Der Legende nach soll Alex Müller schon bei der Einreichung des Manuskripts an die »Zeitschrift für Physik« geahnt haben, dass die Arbeit Wellen werfen wird. Er und sein Kollege Georg Bednorz hatten etwas gezeigt, das bis dahin als unmöglich gegolten hatte: Oxidische Materialien leiten unter gewissen Bedingungen Strom ohne Widerstand – und dies bei einer sehr viel höheren Temperatur als die damals bekannten metallischen Supraleiter. «Das war revolutionär», erinnert sich Alex Müller. «Denn bis dahin galten Oxide als isolierend oder bestenfalls als Halbleiter.» Damit stiessen die beiden Materialforscher eine Tür auf, nach der vor ihnen Forscher jahrzehntelang gesucht hatten. Denn wenn man Strom zum Beispiel über Kabel leiten könnte, in denen kein Verlust auftritt, würde das viele Probleme der Energieversorgung lösen. Immerhin gehen zum Beispiel im Schweizer Netz heute noch knapp fünf Prozent des elektrischen Stroms einfach so bei der Übertragung verloren. Je länger die Kabel und je älter die Technologie, desto höher kann der Verlust sein. Neben der Energieübertragung versprachen sich die Ingenieure noch viele weitere Anwendungen. Doch diese blieben über Jahrzehnte blosse Träumerei. Entdeckt hatte das Phänomen der Supraleitung bereits vor 100 Jahren der holländische Physiker Heike Kamerlingh Onnes. Er tauchte Quecksilber in flüssiges Helium, das eine Temperatur von minus 269 Grad Celsius aufwies. Schlagartig verlor das Metall seinen elektrischen Widerstand und leitete den Strom ohne Verlust.
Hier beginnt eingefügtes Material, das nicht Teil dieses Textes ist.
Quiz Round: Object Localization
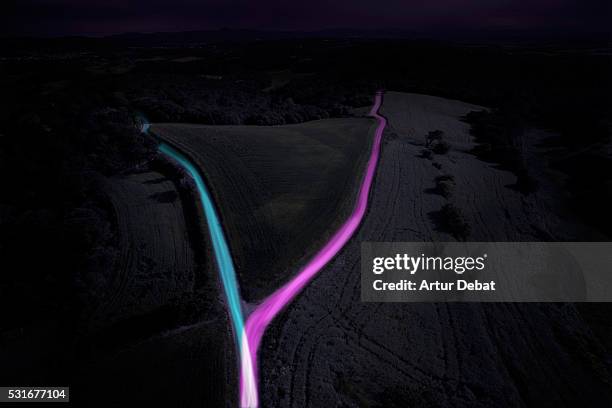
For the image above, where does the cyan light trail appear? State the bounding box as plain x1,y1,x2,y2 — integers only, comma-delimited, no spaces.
149,129,255,405
240,91,387,407
147,91,385,408
157,142,246,344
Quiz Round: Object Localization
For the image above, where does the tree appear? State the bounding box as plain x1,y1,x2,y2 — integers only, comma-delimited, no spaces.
425,130,444,147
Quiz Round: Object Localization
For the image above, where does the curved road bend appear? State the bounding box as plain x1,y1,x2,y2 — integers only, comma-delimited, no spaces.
240,91,387,407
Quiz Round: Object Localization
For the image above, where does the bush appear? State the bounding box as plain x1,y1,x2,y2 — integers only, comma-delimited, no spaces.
430,203,470,240
425,130,444,147
419,149,433,159
434,175,455,198
432,141,451,155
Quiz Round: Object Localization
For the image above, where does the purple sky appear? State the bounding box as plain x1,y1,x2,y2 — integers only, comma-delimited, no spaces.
4,0,610,37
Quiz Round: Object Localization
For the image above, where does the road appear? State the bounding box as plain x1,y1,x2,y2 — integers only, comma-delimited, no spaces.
152,91,387,408
240,91,387,407
157,142,246,348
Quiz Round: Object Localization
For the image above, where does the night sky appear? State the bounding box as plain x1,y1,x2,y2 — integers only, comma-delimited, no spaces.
3,0,610,37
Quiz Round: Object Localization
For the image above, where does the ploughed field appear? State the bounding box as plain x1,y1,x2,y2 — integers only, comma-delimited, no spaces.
95,171,196,326
80,171,234,407
152,118,376,301
0,169,234,407
257,92,612,407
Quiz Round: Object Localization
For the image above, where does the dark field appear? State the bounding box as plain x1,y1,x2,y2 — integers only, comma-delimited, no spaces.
0,166,235,407
152,118,376,301
258,91,612,407
0,30,610,408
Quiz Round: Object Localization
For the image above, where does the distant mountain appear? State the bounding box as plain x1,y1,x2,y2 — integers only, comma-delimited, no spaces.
106,28,422,45
1,27,608,50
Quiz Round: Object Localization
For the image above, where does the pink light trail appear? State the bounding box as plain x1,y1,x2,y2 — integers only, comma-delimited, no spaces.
240,91,387,407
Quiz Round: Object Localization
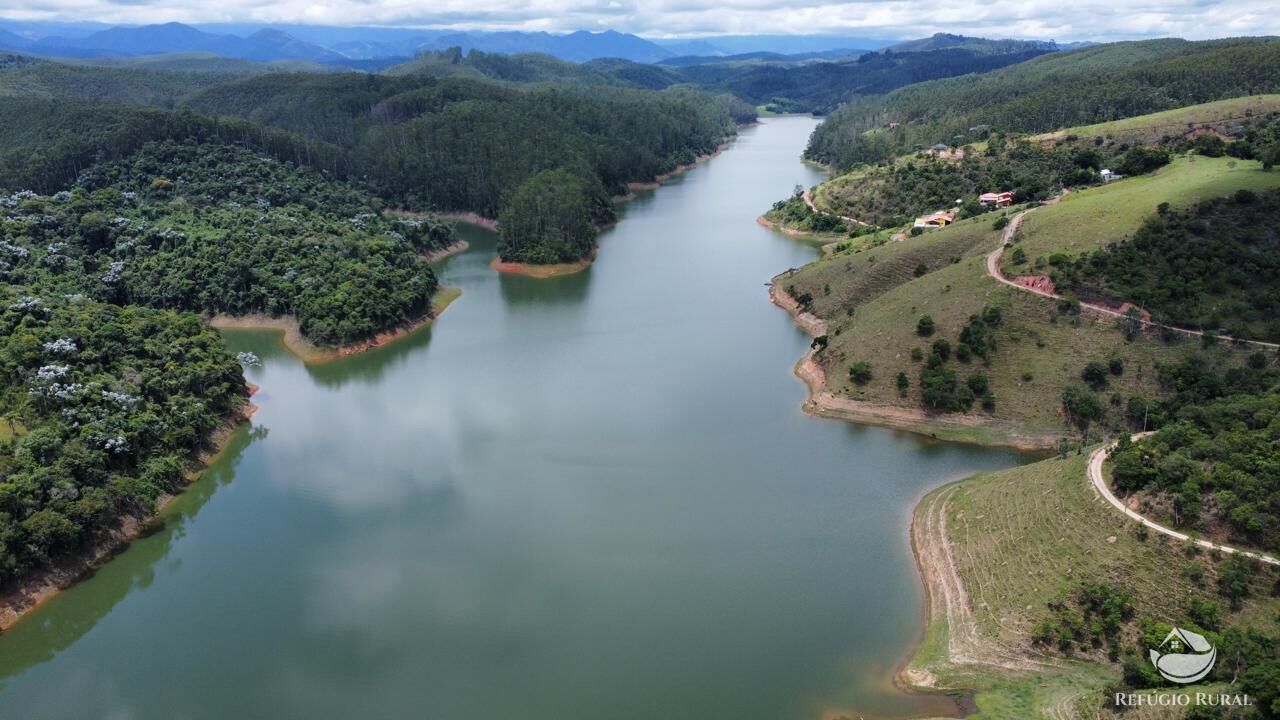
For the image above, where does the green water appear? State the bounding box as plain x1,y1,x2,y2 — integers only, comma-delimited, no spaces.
0,117,1029,719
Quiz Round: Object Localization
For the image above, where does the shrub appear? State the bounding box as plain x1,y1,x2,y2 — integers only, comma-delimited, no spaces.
849,361,873,385
931,338,951,361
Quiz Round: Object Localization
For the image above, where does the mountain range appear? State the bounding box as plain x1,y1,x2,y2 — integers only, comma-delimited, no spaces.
0,22,345,62
0,21,1075,68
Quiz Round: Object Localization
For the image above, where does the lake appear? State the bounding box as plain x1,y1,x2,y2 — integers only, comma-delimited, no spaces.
0,117,1028,719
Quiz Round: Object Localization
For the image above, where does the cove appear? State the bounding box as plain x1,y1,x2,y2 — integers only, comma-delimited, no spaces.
0,117,1030,719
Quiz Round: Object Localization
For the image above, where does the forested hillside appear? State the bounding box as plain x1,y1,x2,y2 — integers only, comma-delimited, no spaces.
0,292,247,588
808,38,1280,169
0,53,240,106
182,74,750,262
382,43,1052,115
0,98,352,194
1055,189,1280,341
671,47,1050,114
8,140,453,346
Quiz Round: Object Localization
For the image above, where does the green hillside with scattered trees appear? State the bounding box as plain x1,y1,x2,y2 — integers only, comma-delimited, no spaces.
807,38,1280,170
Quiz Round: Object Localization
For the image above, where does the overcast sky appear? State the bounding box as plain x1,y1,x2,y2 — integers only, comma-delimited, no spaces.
2,0,1277,41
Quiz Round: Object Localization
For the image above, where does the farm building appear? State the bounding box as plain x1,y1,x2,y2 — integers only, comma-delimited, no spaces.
979,191,1014,208
913,211,956,229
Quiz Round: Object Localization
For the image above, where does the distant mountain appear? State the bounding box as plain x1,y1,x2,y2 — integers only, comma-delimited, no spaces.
409,29,673,63
659,49,866,67
883,32,1058,55
554,30,671,62
653,39,724,57
0,27,32,50
20,22,345,62
657,35,895,55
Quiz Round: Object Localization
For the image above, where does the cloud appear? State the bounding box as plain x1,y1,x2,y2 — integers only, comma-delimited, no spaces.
2,0,1279,41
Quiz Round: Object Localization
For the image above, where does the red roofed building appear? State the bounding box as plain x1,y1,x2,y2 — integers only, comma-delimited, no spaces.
979,191,1013,208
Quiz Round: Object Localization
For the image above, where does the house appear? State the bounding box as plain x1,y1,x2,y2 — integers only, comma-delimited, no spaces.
930,143,949,152
979,191,1014,208
887,122,900,129
913,210,956,229
1100,169,1122,183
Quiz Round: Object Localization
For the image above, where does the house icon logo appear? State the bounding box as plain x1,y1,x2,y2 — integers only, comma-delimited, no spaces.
1150,627,1216,684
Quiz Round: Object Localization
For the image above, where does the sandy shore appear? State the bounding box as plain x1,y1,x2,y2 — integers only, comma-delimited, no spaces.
769,282,1061,451
490,256,593,278
422,239,470,263
756,214,844,240
211,287,461,365
0,396,256,630
436,211,498,231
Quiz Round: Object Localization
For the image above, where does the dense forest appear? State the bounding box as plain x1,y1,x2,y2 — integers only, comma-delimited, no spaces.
382,43,1053,115
671,47,1050,114
6,140,453,346
0,290,247,587
0,60,751,265
807,38,1280,169
180,74,749,262
1055,190,1280,342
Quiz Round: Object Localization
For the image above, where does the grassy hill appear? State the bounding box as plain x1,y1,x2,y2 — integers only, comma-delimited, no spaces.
778,152,1280,445
801,96,1280,230
910,453,1280,718
1031,94,1280,148
1003,156,1280,276
807,38,1280,170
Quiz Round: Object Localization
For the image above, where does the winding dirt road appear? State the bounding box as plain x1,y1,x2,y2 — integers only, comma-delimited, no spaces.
986,209,1280,349
801,189,868,226
1088,437,1280,566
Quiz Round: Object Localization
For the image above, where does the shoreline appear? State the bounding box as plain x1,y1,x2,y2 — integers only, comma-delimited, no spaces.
383,207,499,231
421,239,470,263
768,282,1062,451
436,211,499,231
490,256,593,278
494,140,737,277
210,286,462,365
0,396,257,631
612,142,733,203
757,214,817,238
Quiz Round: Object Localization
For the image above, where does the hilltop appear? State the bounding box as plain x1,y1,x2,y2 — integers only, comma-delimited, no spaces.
807,37,1280,169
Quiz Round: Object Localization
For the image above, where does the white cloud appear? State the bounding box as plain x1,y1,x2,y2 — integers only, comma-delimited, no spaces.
2,0,1279,41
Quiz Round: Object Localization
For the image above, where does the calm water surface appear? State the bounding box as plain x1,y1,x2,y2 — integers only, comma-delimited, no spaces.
0,117,1029,719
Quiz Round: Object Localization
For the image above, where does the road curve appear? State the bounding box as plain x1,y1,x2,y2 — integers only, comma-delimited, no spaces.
1088,437,1280,566
801,189,869,226
986,209,1279,350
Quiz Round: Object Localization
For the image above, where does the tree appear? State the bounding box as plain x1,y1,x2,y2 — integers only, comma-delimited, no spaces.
896,371,910,396
1082,361,1109,390
916,315,935,336
1219,554,1256,609
1061,386,1104,431
849,361,873,385
931,338,951,361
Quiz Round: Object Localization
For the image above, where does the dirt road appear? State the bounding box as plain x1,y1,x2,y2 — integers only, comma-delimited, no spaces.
1088,437,1280,566
986,209,1279,349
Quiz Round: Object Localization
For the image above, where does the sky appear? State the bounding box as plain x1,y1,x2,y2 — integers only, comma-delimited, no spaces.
1,0,1277,42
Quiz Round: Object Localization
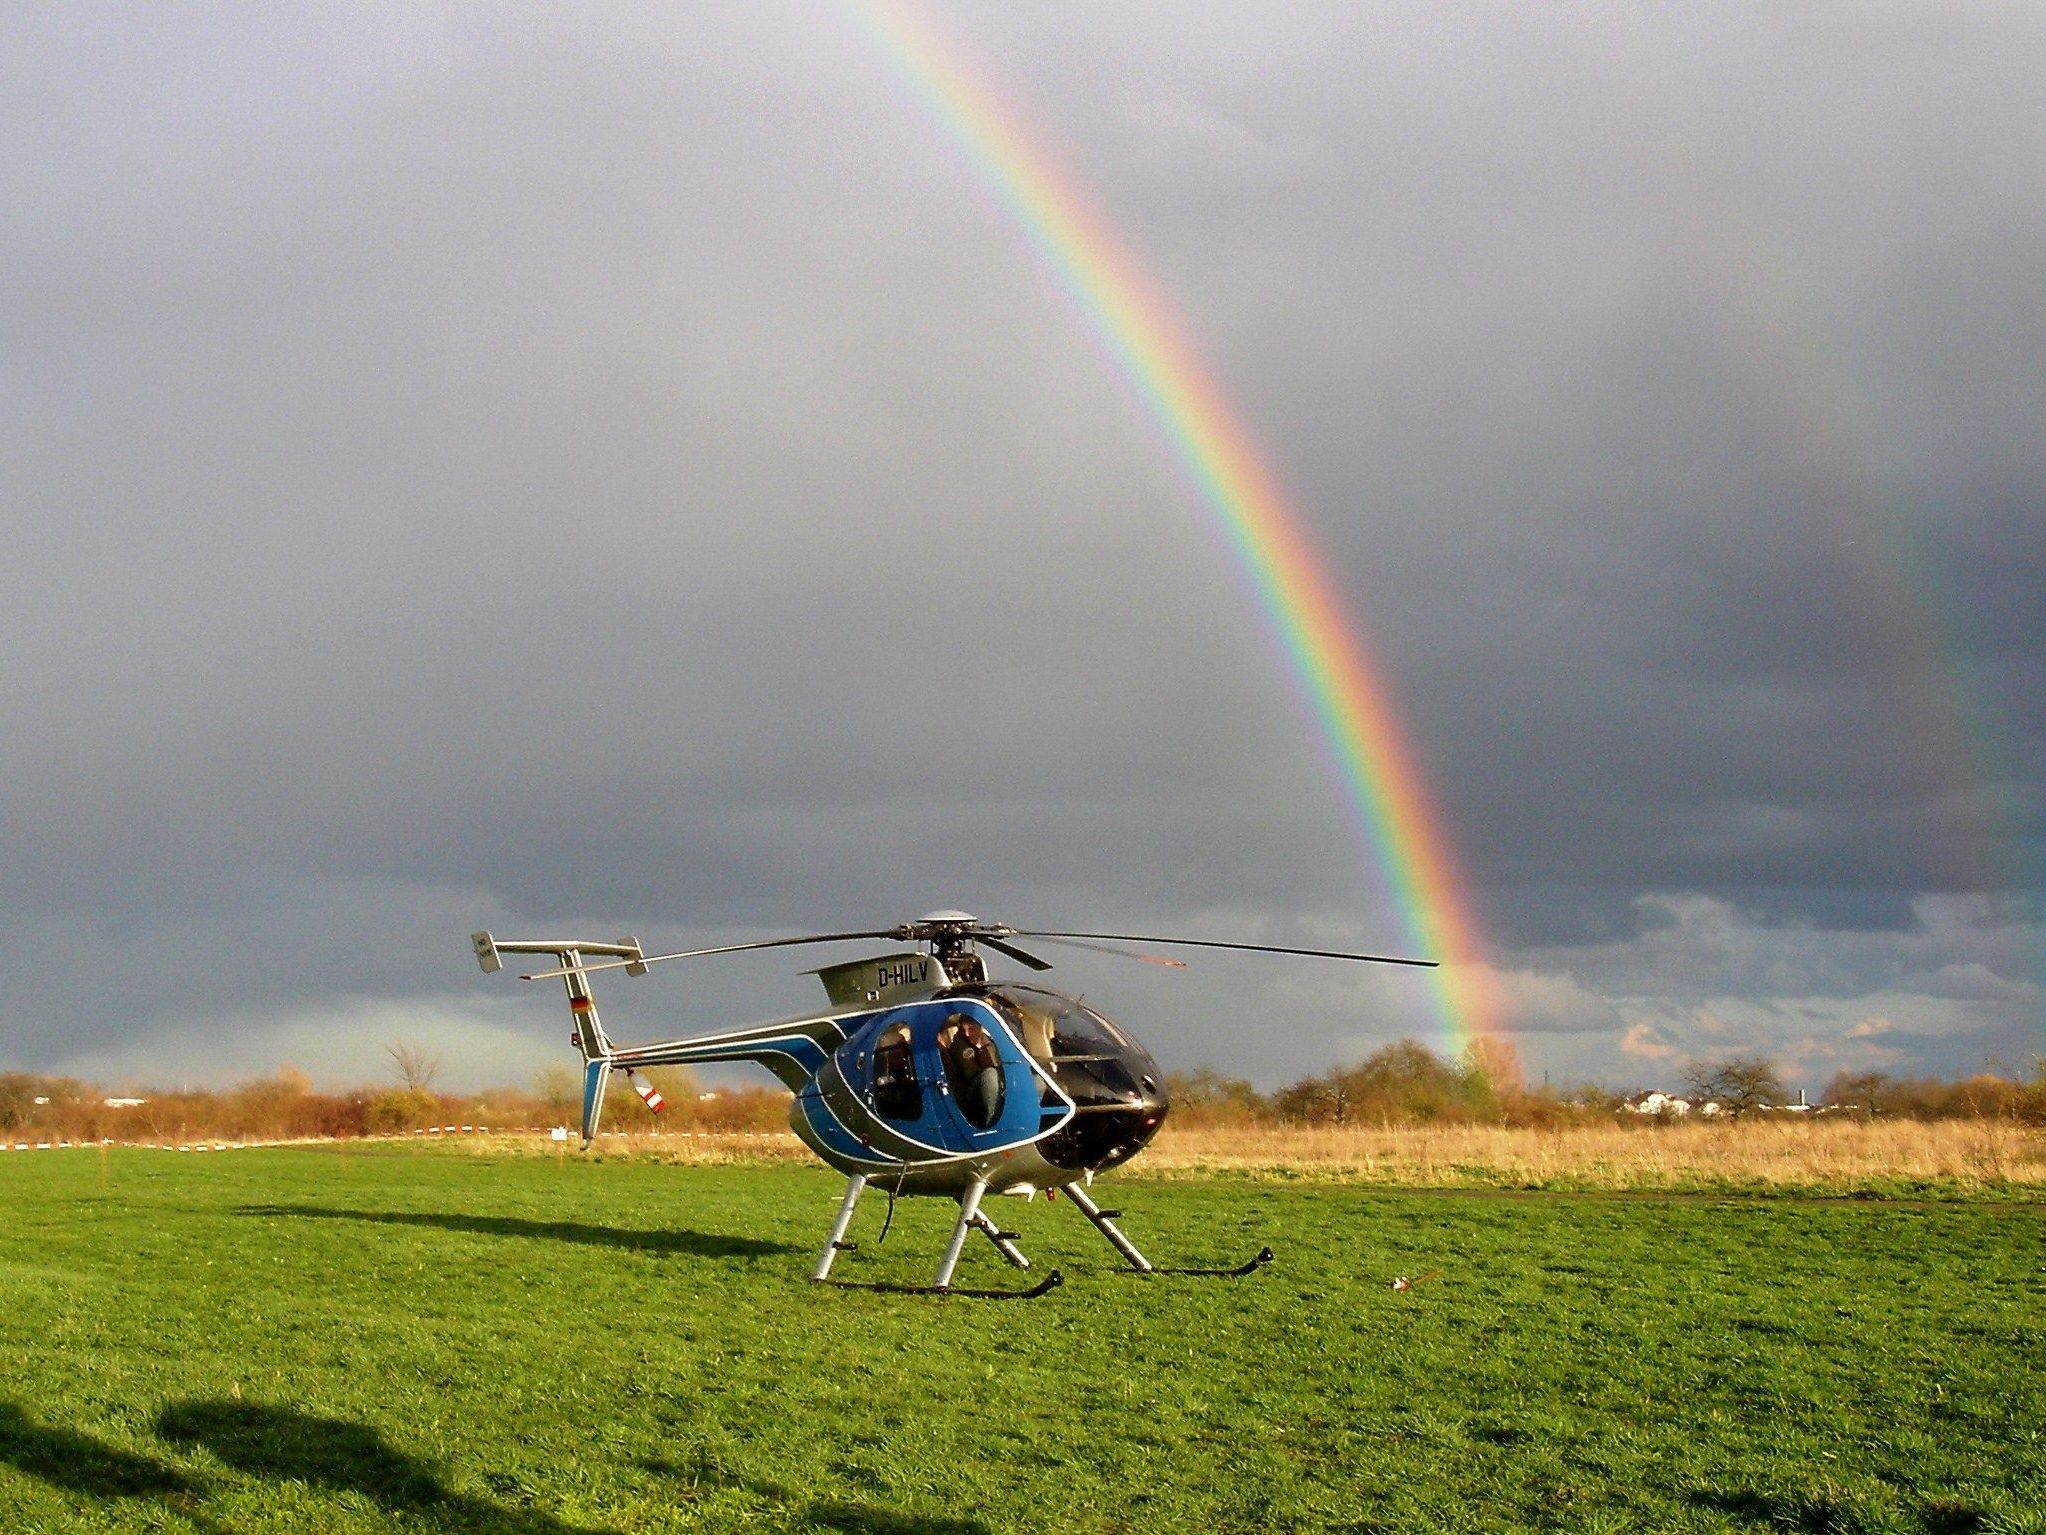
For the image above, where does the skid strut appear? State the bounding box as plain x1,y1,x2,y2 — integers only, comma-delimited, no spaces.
812,1172,867,1282
932,1179,988,1290
812,1172,1060,1297
1060,1182,1276,1277
1061,1182,1153,1273
968,1210,1031,1270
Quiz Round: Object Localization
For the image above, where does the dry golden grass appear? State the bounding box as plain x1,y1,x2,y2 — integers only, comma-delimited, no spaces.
424,1118,2046,1195
441,1128,814,1166
1142,1116,2046,1193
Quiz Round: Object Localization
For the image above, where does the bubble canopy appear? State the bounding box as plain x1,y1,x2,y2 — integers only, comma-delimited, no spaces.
983,983,1169,1172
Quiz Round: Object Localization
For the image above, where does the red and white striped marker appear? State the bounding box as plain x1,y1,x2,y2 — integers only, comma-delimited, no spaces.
627,1071,665,1113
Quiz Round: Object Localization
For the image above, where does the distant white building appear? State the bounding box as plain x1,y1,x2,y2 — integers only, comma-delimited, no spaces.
103,1097,147,1108
1627,1087,1819,1117
1624,1091,1693,1116
1622,1091,1725,1118
1760,1089,1814,1112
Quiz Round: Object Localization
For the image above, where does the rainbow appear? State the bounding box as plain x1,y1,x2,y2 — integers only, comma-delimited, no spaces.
849,0,1508,1056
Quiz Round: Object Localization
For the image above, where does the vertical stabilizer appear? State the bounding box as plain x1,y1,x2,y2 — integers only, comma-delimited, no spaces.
580,1056,611,1148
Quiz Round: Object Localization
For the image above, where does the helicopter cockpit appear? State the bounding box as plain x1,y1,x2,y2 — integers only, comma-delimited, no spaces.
984,983,1168,1172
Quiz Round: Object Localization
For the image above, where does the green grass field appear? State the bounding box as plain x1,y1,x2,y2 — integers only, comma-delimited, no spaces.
3,1148,2041,1534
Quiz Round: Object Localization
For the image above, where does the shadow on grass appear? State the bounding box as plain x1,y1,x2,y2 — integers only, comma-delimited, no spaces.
0,1400,198,1499
805,1502,995,1535
238,1203,794,1257
638,1455,993,1535
1689,1486,1986,1535
158,1400,617,1535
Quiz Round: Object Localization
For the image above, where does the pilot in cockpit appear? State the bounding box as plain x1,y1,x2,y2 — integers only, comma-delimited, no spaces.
938,1015,1003,1129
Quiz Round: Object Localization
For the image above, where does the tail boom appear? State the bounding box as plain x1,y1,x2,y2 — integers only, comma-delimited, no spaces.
470,932,858,1144
607,1012,856,1093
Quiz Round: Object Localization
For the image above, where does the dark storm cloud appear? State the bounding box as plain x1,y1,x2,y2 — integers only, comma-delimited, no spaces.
3,3,2041,1091
971,3,2046,927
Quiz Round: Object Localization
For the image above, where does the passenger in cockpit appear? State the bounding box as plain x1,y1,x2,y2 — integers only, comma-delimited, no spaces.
872,1022,921,1120
939,1015,1003,1130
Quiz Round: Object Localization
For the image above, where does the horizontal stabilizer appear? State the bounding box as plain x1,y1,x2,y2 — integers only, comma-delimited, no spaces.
472,933,647,976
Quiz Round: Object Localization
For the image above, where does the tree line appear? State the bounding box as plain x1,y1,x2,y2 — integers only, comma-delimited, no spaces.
0,1047,785,1144
1168,1041,2046,1129
4,1037,2042,1142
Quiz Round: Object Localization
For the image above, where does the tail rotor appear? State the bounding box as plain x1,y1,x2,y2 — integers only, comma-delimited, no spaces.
472,932,645,1146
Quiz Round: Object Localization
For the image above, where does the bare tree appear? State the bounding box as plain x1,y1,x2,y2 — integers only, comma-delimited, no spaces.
532,1063,578,1121
384,1039,443,1094
1685,1055,1785,1119
1823,1069,1892,1117
1463,1036,1526,1100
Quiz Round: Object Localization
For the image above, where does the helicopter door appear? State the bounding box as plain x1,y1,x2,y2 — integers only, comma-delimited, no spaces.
937,1014,1004,1130
871,1022,922,1120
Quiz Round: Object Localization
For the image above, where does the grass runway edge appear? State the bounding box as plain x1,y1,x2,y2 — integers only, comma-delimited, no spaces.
4,1148,2042,1534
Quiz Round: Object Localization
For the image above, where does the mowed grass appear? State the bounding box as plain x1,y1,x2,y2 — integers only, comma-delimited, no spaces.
2,1149,2042,1534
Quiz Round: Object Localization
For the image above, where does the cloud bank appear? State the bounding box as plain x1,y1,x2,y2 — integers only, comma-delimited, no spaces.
4,3,2040,1093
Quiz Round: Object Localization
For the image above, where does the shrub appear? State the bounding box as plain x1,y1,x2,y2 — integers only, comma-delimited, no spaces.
365,1089,439,1134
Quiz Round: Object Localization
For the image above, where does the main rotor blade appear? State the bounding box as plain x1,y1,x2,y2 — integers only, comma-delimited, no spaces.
519,928,908,981
1010,930,1437,968
1019,934,1187,968
975,935,1056,972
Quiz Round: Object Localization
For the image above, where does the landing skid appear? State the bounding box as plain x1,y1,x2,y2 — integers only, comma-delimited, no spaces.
812,1172,1056,1295
814,1270,1065,1300
808,1171,1273,1293
1140,1245,1275,1278
1061,1183,1273,1278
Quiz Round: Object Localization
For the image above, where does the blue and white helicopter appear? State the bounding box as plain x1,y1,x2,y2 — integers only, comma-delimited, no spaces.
470,911,1433,1295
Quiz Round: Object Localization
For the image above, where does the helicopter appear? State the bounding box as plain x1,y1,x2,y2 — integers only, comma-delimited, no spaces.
469,911,1434,1296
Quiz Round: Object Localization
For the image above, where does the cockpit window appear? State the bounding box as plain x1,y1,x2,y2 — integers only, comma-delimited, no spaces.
1047,1005,1131,1060
938,1014,1003,1130
871,1022,921,1120
980,985,1169,1173
987,985,1158,1106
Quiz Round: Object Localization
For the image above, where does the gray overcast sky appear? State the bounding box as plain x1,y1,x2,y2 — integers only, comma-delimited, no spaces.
4,2,2041,1095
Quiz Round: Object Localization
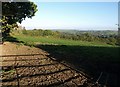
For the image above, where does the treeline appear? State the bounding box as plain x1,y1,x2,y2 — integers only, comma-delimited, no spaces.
60,32,118,45
22,29,60,37
13,29,119,45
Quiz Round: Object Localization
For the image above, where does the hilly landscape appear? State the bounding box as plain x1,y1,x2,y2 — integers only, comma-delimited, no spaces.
1,29,119,86
1,1,119,87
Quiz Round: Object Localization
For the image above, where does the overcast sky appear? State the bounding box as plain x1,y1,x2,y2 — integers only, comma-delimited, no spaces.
20,1,118,30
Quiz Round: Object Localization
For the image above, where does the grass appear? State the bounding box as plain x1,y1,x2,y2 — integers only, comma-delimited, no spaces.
12,35,120,62
1,69,15,74
13,35,117,47
12,34,120,62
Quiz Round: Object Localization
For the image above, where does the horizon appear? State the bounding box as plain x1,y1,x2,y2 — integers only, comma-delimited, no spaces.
20,2,118,30
25,28,118,31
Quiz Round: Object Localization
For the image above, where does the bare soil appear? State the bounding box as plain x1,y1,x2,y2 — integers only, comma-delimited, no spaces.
0,42,94,87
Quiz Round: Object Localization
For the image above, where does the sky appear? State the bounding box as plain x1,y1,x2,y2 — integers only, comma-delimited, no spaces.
20,1,118,30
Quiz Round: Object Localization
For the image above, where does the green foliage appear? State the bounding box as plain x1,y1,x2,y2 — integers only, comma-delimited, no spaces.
2,1,37,24
22,29,28,35
14,34,116,47
20,29,60,37
13,29,118,46
1,1,38,38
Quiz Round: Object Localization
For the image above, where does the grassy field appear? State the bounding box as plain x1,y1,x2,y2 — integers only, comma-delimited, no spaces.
11,35,119,62
13,35,117,47
8,34,120,86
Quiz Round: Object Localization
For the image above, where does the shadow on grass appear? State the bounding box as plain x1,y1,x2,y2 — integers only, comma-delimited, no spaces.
35,44,120,87
3,36,24,43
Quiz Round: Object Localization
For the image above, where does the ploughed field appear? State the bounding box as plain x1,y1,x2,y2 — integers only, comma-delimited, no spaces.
0,42,95,87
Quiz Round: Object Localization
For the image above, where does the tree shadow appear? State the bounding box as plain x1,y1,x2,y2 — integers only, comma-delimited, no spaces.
1,54,91,87
35,44,120,87
2,36,23,43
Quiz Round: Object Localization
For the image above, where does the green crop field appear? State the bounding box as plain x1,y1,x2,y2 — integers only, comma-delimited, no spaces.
12,34,119,62
13,35,117,47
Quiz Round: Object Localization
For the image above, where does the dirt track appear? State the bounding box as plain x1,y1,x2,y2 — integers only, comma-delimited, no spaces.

Wettlauf um neue Materialien

Bald wurde klar, dass sich die Supraleitung auch in anderen Metallen erreichen liess, wenn man sie mit bestimmten chemischen Elementen versetzt. Doch alle Mischungen hatten einen entscheidenden Nachteil: Die Supraleitung trat nur bei extrem tiefen Temperaturen nahe dem absoluten Nullpunkt auf. Sollten daraus tatsächlich nützliche Anwendungen werden, musste man Materialien finden, die bei wesentlich höheren Temperaturen supraleitend sind. Bednorz und Müller suchten bei den Oxiden. «Wir hatten Hinweise, dass dies möglich ist», erinnert sich Georg Bednorz. Doch diese Idee war derart absurd, dass sich die beiden für ein besonderes Vorgehen entschieden. «Wir haben quasi verdeckt ermittelt – ohne dass das Management darüber Bescheid wusste.»

Der Durchbruch kam 1986: La1,85Ba0,15CuO4 lautete die magische Formel des ersten Hochtemperatur-Supraleiters. Ein keramisches Kupferoxid, dessen sogenannte Sprungtemperatur bei 35 Kelvin liegt. Das war zwar immer noch sehr kalt, nämlich minus 238 Grad Celsius, aber sensationelle 50 Prozent oder 12 Grad höher als der bisherige Rekord von 23 Kelvin. Und Teil zwei der Sensation: Eine neue Klasse von Supraleitern war entdeckt und öffnete das Tor zu einer stürmischen Entwicklung. Ein weltweites Rennen um noch höhere Temperaturen begann. Lanthan wurde ersetzt durch Yttrium. Es folgten Bismut, Strontium, Kalzium und viele weitere Elemente. Eine nächste magische Grenze war 77 Kelvin: Ab hier ist die Kühlung mit flüssigem Stickstoff möglich. Dieser ist so billig herzustellen, dass ungeahnte Anwendungen in greifbare Nähe rückten. Der heute gültige Rekord liegt bei minus 138 Grad Celsius. Aufgestellt von den beiden Professoren Andreas Schilling und Hans Rudolf Ott im Jahr 1993 an der ETH Zürich. Seither ist es um die Supraleitung ruhiger geworden. Kritiker sprechen sogar von einem Hype, von zu hohen Versprechungen und sie reklamieren, dass die Anwendungen zu lange auf sich warten lassen.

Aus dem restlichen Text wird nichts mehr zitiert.